En un primer momento Lope no supo qué responder. La presencia de Karima había expulsado inesperadamente de su conciencia todo dolor. Negó con la cabeza. No, el dolor era muy soportable.

—¡Pero la herida de la pierna te tiene que doler! —dijo ella, incrédula.

Lope volvió a negar con la cabeza. Sus dolores le parecían cada vez menos importantes.

—¿Te late la herida? —preguntó ella.

Lope asintió, contento de poder darle la razón, y se sintió confundido al ver que, contra lo que él esperaba, el rostro de Karima tomaba una expresión preocupada.

—¿Latidos fuertes? —preguntó la muchacha.

Lope prestó atención a su cuerpo. Aún sentía los latidos, pero ahora más débiles; el corazón le latía con mucha más fuerza. Negó con la cabeza.

—Eso está bien —dijo ella. Parecía aliviada—. Si la herida comienza a latirte con fuerza, dínoslo en seguida.

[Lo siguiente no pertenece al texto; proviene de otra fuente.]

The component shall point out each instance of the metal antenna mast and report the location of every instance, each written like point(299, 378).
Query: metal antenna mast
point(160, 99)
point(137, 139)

Lope asintió, serio. El calor de la bebida se extendía agradablemente dentro de su cuerpo. Ya no tenía sed, pero siguió bebiendo pequeños tragos, pues esperaba de ese modo mantener cerca a Karima más tiempo. Estaba tan cerca y tranquila, y respondía a sus miradas con tal naturalidad, que a Lope aquello le parecía un milagro.

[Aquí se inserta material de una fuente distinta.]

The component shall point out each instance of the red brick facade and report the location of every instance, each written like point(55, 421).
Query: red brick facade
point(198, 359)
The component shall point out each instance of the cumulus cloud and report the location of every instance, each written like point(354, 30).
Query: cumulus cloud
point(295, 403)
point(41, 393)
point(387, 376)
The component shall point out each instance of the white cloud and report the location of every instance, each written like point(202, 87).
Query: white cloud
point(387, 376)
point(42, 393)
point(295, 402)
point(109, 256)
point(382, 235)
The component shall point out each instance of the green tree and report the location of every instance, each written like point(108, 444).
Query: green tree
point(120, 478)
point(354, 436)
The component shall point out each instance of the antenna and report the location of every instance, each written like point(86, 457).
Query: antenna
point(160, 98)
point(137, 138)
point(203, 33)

Cuando hubo vaciado la jarra y ella se levantó y desapareció de su campo visual, Lope respiró hondo y, entre acelerados golpes de respiración, preguntó con una voz sin tono, apenas un susurro:

—¿Cuánto… he… dormido?

Karima regresó y se inclinó sobre él.

—¿Has dicho algo?

Lope repitió la pregunta.

Ella le levantó la cabeza, le quitó el cojín que tenía debajo de la nuca y dijo:

—Cuando te trajeron estabas inconsciente, en estado muy grave. Has perdido tanta sangre que mi padre ya temía lo peor. La herida estaba tan desflecada que tuvo que cortarte los bordes. Con eso perdiste todavía más sangre. —Sonrió, intentando infundirle ánimos, y le pasó la mano sobre la frente—. Has permanecido inconsciente toda una noche, y después has dormido hasta ahora.

—¿Hasta ahora? —preguntó Lope.

Ella asintió.

—Creo que ya debe ser pasada la medianoche. No lo sé exactamente.

—¿Dónde está… mi gente? —preguntó él.

Karima balanceó la cabeza con una ligera expresión de reproche.

—No debes hablar tanto —dijo, levantando la manta hasta cubrirle la barbilla y enjugándole los labios con el paño húmedo—. Tu gente está en Sevilla, en casa de Ibn Ammar. El visir ya ha mandado a preguntar por ti, y uno de los hombres, que se llama Zaquti, ha estado aquí esta tarde. Dice que fue él quien te vendó la herida. Lo hizo bien. No estarías con vida si él no te hubiera vendado la pierna.

Lope recordó que Zaquti lo había obligado, casi por la fuerza, a detenerse, pese a que sus perseguidores estaban cada vez más cerca; luego le había metido el cuchillo en la herida desflecada, provocándole tal dolor que los ojos casi se le salieron de las cuencas; por fin, rasgando en tiras la faja de su cabeza, se la había enrollado alrededor de la pierna. Zaquti era uno de los dos hidalgos que el conde había puesto a su cargo. Era un buen hombre.

—Es un moro —dijo Lope, y, pensando de pronto que ella podía malinterpretar esa expresión, se apresuró a añadir—: Es de Coimbra.

Entonces Lope oyó un ruido a sus espaldas, una voz profunda y susurrante, y por un instante pensó que debía de ser el hakim, pero luego se dio cuenta de que era la voz del criado negro de la casa. No podía entender lo que decía, pues hablaba en árabe; sólo creía notar que la voz delataba una apremiante impaciencia.